MasterSession 位于 Master 之上,可能存在多个 Client 同时接入到同一个 Master,Master 会为每个 Client 构建一个 MasterSession。MasterSession 控制 Master 的会话生命周 期。

3.1 定义

MasterSession 的定义如下。

  1. // MasterSession wraps ClientGraph in a reference counted object.
  2. // This way, MasterSession can clear up the cache mapping Run requests to
  3. // compiled graphs while the compiled graph is still being used.
  4. class MasterSession::ReffedClientGraph : public core::RefCounted {
  5. public:
  6. ReffedClientGraph(const string& handle, const BuildGraphOptions& bopts,
  7. std::unique_ptr<ClientGraph> client_graph,
  8. const SessionOptions& session_opts,
  9. const StatsPublisherFactory& stats_publisher_factory,
  10. bool is_partial, WorkerCacheInterface* worker_cache,
  11. bool should_deregister)
  12. : session_handle_(handle),
  13. bg_opts_(bopts),
  14. client_graph_before_register_(std::move(client_graph)),
  15. session_opts_(session_opts),
  16. is_partial_(is_partial),
  17. callable_opts_(bopts.callable_options),
  18. worker_cache_(worker_cache),
  19. should_deregister_(should_deregister),
  20. collective_graph_key_(
  21. client_graph_before_register_->collective_graph_key) {
  22. VLOG(1) << "Created ReffedClientGraph for node with "
  23. << client_graph_before_register_->graph.num_node_ids();
  24. stats_publisher_ = stats_publisher_factory(handle, bopts, session_opts);
  25. // Initialize a name to node map for processing device stats.
  26. for (Node* n : client_graph_before_register_->graph.nodes()) {
  27. name_to_node_details_.emplace(
  28. n->name(),
  29. NodeDetails(n->type_string(),
  30. strings::StrCat(
  31. "(", absl::StrJoin(n->requested_inputs(), ", "))));
  32. }
  33. }
  34. ~ReffedClientGraph() override {
  35. if (should_deregister_) {
  36. DeregisterPartitions();
  37. } else {
  38. for (Part& part : partitions_) {
  39. worker_cache_->ReleaseWorker(part.name, part.worker);
  40. }
  41. }
  42. }
  43. private:
  44. const string session_handle_;
  45. const BuildGraphOptions bg_opts_;
  46. // NOTE(mrry): This pointer will be null after `RegisterPartitions()` returns.
  47. std::unique_ptr<ClientGraph> client_graph_before_register_ TF_GUARDED_BY(mu_);
  48. const SessionOptions session_opts_;
  49. const bool is_partial_;
  50. const CallableOptions callable_opts_;
  51. WorkerCacheInterface* const worker_cache_; // Not owned.
  52. struct NodeDetails {
  53. explicit NodeDetails(string type_string, string detail_text)
  54. : type_string(std::move(type_string)),
  55. detail_text(std::move(detail_text)) {}
  56. const string type_string;
  57. const string detail_text;
  58. };
  59. std::unordered_map<string, NodeDetails> name_to_node_details_;
  60. const bool should_deregister_;
  61. const int64_t collective_graph_key_;
  62. std::atomic<int64_t> execution_count_ = {0};
  63. // Graph partitioned into per-location subgraphs.
  64. struct Part {
  65. // Worker name.
  66. string name;
  67. // Maps feed names to rendezvous keys.
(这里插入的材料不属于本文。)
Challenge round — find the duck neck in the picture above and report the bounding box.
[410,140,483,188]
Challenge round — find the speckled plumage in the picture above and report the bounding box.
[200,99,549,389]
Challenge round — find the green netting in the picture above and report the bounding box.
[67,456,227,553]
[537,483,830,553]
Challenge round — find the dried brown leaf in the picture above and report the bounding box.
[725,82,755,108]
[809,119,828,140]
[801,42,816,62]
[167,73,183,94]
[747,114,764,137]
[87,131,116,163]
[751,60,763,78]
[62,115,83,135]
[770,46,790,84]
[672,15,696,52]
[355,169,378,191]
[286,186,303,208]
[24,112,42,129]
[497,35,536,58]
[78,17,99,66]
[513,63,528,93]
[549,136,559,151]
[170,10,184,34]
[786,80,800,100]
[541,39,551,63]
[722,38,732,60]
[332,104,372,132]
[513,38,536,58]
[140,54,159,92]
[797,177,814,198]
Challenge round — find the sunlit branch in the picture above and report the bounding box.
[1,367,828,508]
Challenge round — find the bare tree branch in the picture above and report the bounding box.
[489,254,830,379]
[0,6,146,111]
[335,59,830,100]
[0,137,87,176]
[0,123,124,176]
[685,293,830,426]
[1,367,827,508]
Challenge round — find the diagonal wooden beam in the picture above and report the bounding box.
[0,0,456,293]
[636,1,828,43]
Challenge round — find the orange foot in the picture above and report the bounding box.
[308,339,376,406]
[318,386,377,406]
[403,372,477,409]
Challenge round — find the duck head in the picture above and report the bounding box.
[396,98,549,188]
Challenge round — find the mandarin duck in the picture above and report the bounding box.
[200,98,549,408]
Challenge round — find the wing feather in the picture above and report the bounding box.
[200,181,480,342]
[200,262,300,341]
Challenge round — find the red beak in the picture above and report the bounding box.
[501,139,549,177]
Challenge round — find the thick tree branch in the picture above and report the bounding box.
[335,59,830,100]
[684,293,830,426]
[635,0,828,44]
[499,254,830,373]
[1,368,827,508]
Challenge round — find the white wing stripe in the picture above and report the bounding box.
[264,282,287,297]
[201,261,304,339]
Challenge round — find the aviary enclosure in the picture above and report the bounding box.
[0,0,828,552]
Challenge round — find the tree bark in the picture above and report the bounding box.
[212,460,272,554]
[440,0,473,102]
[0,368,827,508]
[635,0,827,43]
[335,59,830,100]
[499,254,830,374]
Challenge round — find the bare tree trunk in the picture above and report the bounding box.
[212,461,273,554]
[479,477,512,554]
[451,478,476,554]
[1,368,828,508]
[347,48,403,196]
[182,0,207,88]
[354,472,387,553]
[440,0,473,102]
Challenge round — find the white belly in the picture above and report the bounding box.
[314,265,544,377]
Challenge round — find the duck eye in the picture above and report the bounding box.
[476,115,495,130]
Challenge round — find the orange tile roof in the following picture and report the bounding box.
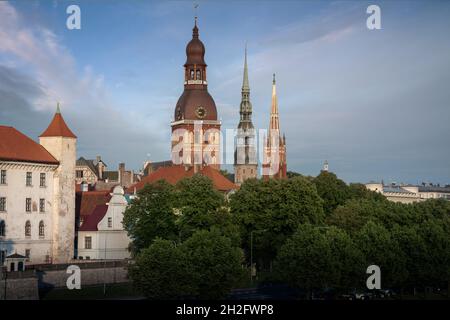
[40,109,76,138]
[128,165,237,193]
[75,191,111,217]
[79,204,109,231]
[0,126,59,164]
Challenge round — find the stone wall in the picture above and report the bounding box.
[36,261,129,289]
[0,260,130,299]
[0,270,39,300]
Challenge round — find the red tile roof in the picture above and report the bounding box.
[0,126,59,164]
[128,165,237,193]
[40,110,76,138]
[79,204,108,231]
[76,191,111,217]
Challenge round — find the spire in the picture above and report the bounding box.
[242,43,249,92]
[40,104,76,138]
[238,45,253,121]
[193,16,199,39]
[270,73,279,131]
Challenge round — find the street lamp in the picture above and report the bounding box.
[250,229,267,285]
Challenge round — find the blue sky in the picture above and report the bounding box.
[1,0,449,184]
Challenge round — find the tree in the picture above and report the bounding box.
[128,238,195,299]
[274,224,364,297]
[175,174,227,240]
[182,229,245,299]
[312,171,350,215]
[123,180,178,254]
[353,221,407,288]
[231,177,324,266]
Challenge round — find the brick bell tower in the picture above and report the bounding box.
[171,17,221,171]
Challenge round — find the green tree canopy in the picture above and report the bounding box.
[312,171,349,215]
[274,224,364,295]
[182,229,245,299]
[128,238,195,299]
[230,177,324,265]
[123,180,178,254]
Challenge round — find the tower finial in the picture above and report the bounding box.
[273,73,276,84]
[56,102,61,114]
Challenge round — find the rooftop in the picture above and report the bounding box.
[0,126,59,165]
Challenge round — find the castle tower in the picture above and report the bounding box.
[234,46,257,185]
[171,18,221,171]
[39,104,77,263]
[262,74,287,179]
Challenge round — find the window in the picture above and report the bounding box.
[40,173,46,187]
[39,221,45,238]
[196,70,201,80]
[76,170,84,178]
[39,199,45,213]
[0,250,6,264]
[85,236,92,249]
[0,220,5,237]
[26,198,31,212]
[108,217,112,228]
[26,172,32,186]
[190,70,194,80]
[0,170,6,184]
[0,197,6,212]
[25,221,31,237]
[25,249,30,260]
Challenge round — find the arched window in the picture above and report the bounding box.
[0,220,5,237]
[25,221,31,237]
[39,221,45,238]
[190,70,194,80]
[196,70,201,80]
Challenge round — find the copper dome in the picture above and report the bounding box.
[185,23,206,66]
[174,89,217,121]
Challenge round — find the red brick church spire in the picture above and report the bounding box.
[263,74,287,179]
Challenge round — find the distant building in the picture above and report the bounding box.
[262,74,287,180]
[128,165,237,195]
[0,105,76,265]
[76,156,139,191]
[76,186,131,260]
[365,182,450,203]
[75,156,106,185]
[142,160,172,176]
[234,47,257,186]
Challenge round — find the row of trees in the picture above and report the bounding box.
[123,171,450,299]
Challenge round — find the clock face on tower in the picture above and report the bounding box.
[195,106,207,119]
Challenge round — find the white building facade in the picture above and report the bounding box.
[77,186,131,260]
[0,106,76,265]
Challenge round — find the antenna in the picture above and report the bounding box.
[194,2,199,21]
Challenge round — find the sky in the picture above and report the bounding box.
[0,0,449,184]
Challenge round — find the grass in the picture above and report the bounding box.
[40,282,144,300]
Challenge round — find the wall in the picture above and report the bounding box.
[0,161,56,264]
[39,136,76,264]
[0,270,39,300]
[35,261,129,290]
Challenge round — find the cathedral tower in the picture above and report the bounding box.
[262,74,287,179]
[234,46,257,185]
[171,18,221,171]
[39,104,77,263]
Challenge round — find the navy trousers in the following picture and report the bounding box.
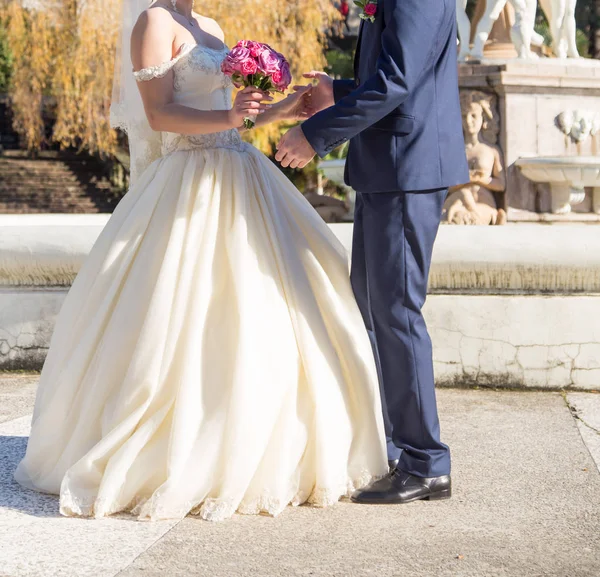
[351,189,450,478]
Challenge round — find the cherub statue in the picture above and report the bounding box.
[442,92,507,225]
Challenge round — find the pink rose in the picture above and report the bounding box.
[227,45,251,65]
[221,57,236,75]
[272,61,292,90]
[271,70,282,85]
[364,3,377,16]
[248,41,264,58]
[257,47,281,75]
[240,58,258,76]
[281,62,292,87]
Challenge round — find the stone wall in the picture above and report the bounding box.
[1,215,599,390]
[0,215,106,370]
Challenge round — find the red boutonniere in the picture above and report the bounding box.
[355,0,377,23]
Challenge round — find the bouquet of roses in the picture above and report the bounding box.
[221,40,292,129]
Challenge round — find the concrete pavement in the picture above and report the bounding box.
[0,374,599,577]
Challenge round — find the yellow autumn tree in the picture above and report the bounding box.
[52,0,119,156]
[4,0,338,158]
[4,1,56,152]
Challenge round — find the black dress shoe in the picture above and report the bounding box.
[388,459,399,472]
[351,469,451,504]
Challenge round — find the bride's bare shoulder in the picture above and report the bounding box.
[131,4,175,70]
[132,4,174,40]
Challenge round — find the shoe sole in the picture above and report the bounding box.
[350,489,452,505]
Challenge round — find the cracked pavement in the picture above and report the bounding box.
[0,374,599,577]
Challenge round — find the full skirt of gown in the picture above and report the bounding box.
[14,143,388,521]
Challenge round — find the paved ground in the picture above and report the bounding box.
[0,374,599,577]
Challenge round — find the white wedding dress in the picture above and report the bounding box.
[14,43,387,521]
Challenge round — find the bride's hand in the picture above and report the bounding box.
[276,85,314,122]
[228,87,273,128]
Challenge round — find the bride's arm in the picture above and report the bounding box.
[249,86,313,129]
[131,9,270,134]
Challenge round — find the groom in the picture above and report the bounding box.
[276,0,468,503]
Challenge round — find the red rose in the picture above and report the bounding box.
[364,3,377,16]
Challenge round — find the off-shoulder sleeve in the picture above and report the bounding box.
[133,44,193,82]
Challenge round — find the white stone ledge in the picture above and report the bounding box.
[331,222,600,294]
[2,216,600,294]
[0,215,108,287]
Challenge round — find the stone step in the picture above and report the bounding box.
[0,206,106,214]
[0,149,123,214]
[0,179,110,188]
[0,188,116,199]
[0,198,111,206]
[0,195,111,204]
[0,182,114,191]
[0,164,97,172]
[0,199,105,207]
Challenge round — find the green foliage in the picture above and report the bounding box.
[325,49,354,79]
[0,21,13,92]
[534,15,552,46]
[535,13,591,58]
[322,141,348,161]
[576,28,591,57]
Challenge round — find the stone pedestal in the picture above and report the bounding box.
[459,59,600,213]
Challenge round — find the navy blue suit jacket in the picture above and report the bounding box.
[302,0,469,193]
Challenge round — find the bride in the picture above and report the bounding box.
[14,0,387,521]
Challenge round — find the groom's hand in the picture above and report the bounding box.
[296,71,334,116]
[275,126,316,169]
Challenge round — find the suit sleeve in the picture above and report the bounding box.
[333,79,356,103]
[302,0,446,158]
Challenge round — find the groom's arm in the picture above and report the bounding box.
[302,0,448,158]
[333,79,356,103]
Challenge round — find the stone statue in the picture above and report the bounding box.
[442,92,507,225]
[457,0,580,61]
[538,0,579,58]
[456,0,472,61]
[556,110,600,143]
[470,0,538,60]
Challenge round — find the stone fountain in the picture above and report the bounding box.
[456,0,600,222]
[516,156,600,214]
[321,1,600,224]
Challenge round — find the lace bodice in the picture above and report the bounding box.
[134,43,245,157]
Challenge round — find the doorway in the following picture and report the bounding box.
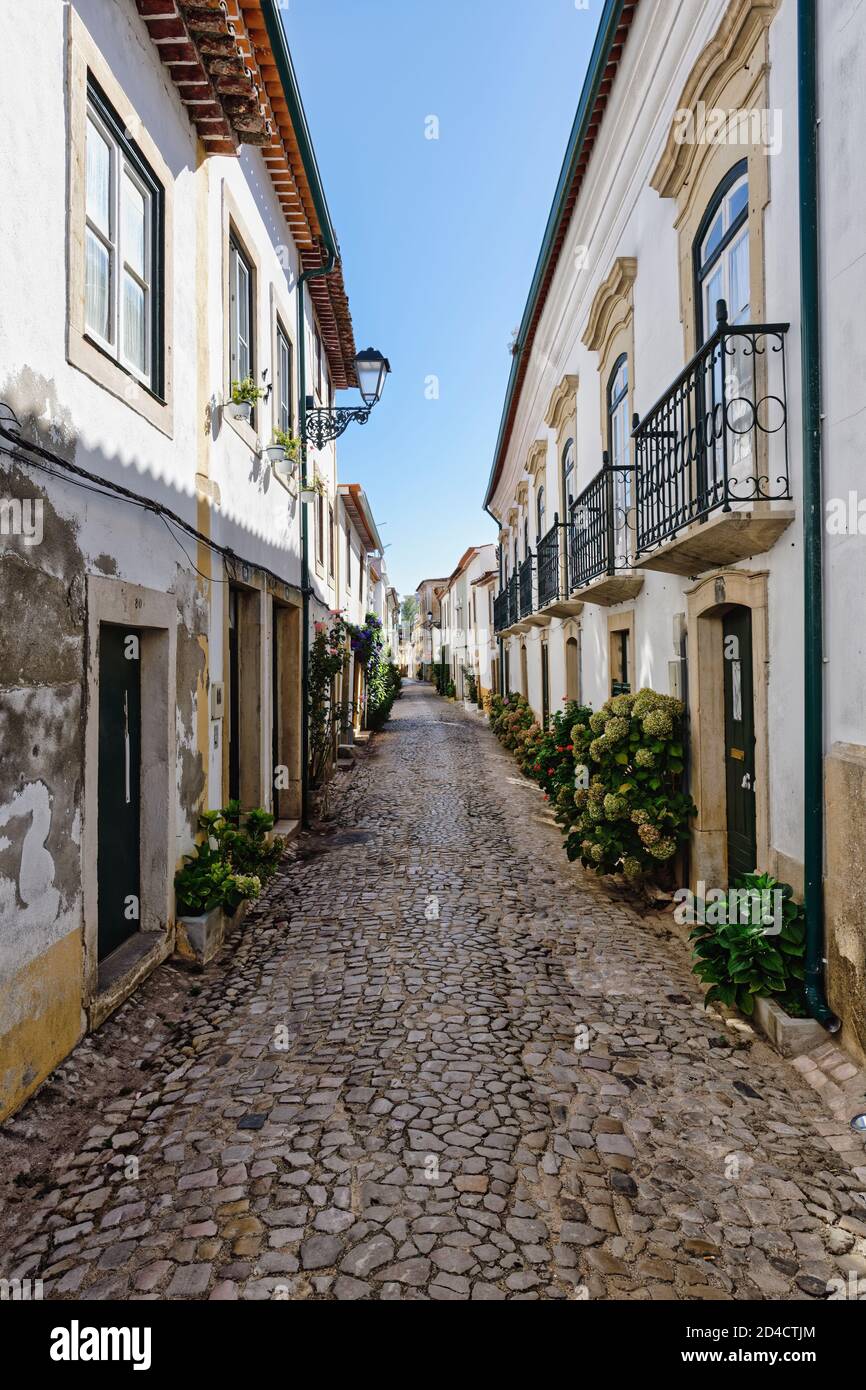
[722,606,757,881]
[97,625,141,961]
[228,586,240,803]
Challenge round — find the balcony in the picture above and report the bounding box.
[632,303,794,576]
[493,587,510,635]
[566,459,644,605]
[536,520,584,619]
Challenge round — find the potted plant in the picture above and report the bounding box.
[227,377,263,422]
[300,472,328,506]
[265,428,301,466]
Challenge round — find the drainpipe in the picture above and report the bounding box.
[297,257,335,828]
[259,0,341,829]
[484,502,504,695]
[798,0,839,1030]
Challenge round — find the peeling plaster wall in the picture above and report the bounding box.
[0,0,204,1118]
[0,0,327,1118]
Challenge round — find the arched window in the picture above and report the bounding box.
[523,516,529,558]
[695,161,749,342]
[608,356,629,470]
[536,485,546,541]
[561,438,575,510]
[607,355,631,549]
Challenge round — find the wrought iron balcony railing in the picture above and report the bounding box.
[632,300,790,554]
[493,587,509,635]
[567,454,635,589]
[537,520,561,609]
[518,553,534,619]
[507,572,519,627]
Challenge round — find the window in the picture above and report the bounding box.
[695,162,749,341]
[523,517,529,558]
[328,504,335,578]
[346,522,352,589]
[85,79,163,392]
[229,235,254,404]
[314,323,323,399]
[562,438,575,510]
[611,628,630,696]
[695,164,751,482]
[276,323,293,434]
[607,354,631,550]
[536,485,546,541]
[316,488,324,566]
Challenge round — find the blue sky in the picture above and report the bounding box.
[284,0,599,600]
Empty most of the time.
  68. std::unordered_map<string, string> feed_key;
  69. // Maps rendezvous keys to fetch names. Empty most of the time.
  70. std::unordered_map<string, string> key_fetch;
  71. // The interface to the worker. Owned.
  72. WorkerInterface* worker = nullptr;
  73. // After registration with the worker, graph_handle identifies
  74. // this partition on the worker.
  75. string graph_handle;
  76. Part() : feed_key(3), key_fetch(3) {}
  77. };
  78. // partitions_ is immutable after RegisterPartitions() call
  79. // finishes. RunPartitions() can access partitions_ safely without
  80. // acquiring locks.
  81. std::vector<Part> partitions_;
  82. mutable mutex mu_;
  83. // Partition initialization and registration only needs to happen
  84. // once. `!client_graph_before_register_ && !init_done_.HasBeenNotified()`
  85. // indicates the initialization is ongoing.
  86. Notification init_done_;
  87. // init_result_ remembers the initialization error if any.
  88. Status init_result_ TF_GUARDED_BY(mu_);
  89. std::unique_ptr<StatsPublisherInterface> stats_publisher_;
  90. };

3.2 创建

MasterSession::Create(graph_def) 的工作如下:

  • 调用 MakeForBaseGraph 来初始化计算图,并生成 SimpleGraphExecutionState 实例;
  • 调用 CreateWorkerSessions,如果动态配置集群,则广播通知给所有 Worker,让其创建对应的 WorkerSession。
  1. Status MasterSession::Create(GraphDef&& graph_def,
  2. const WorkerCacheFactoryOptions& options) {
  3. if (session_opts_.config.use_per_session_threads() ||
  4. session_opts_.config.session_inter_op_thread_pool_size() > 0) {
  5. return errors::InvalidArgument(
  6. "Distributed session does not support session thread pool options.");
  7. }
  8. if (session_opts_.config.graph_options().place_pruned_graph()) {
  9. session_opts_.config.mutable_graph_options()->set_place_pruned_graph(false);
  10. }
  11. GraphExecutionStateOptions execution_options;
  12. execution_options.device_set = devices_.get();
  13. execution_options.session_options = &session_opts_;
  14. {
  15. mutex_lock l(mu_);
  16. TF_RETURN_IF_ERROR(GraphExecutionState::MakeForBaseGraph(
  17. std::move(graph_def), execution_options, &execution_state_));
  18. }
  19. should_delete_worker_sessions_ = true;
  20. return CreateWorkerSessions(options);
  21. }

3.2.1 创建计算图

这里会构建 GraphExecutionState,依据 GraphDef 构建对应的 FullGraph。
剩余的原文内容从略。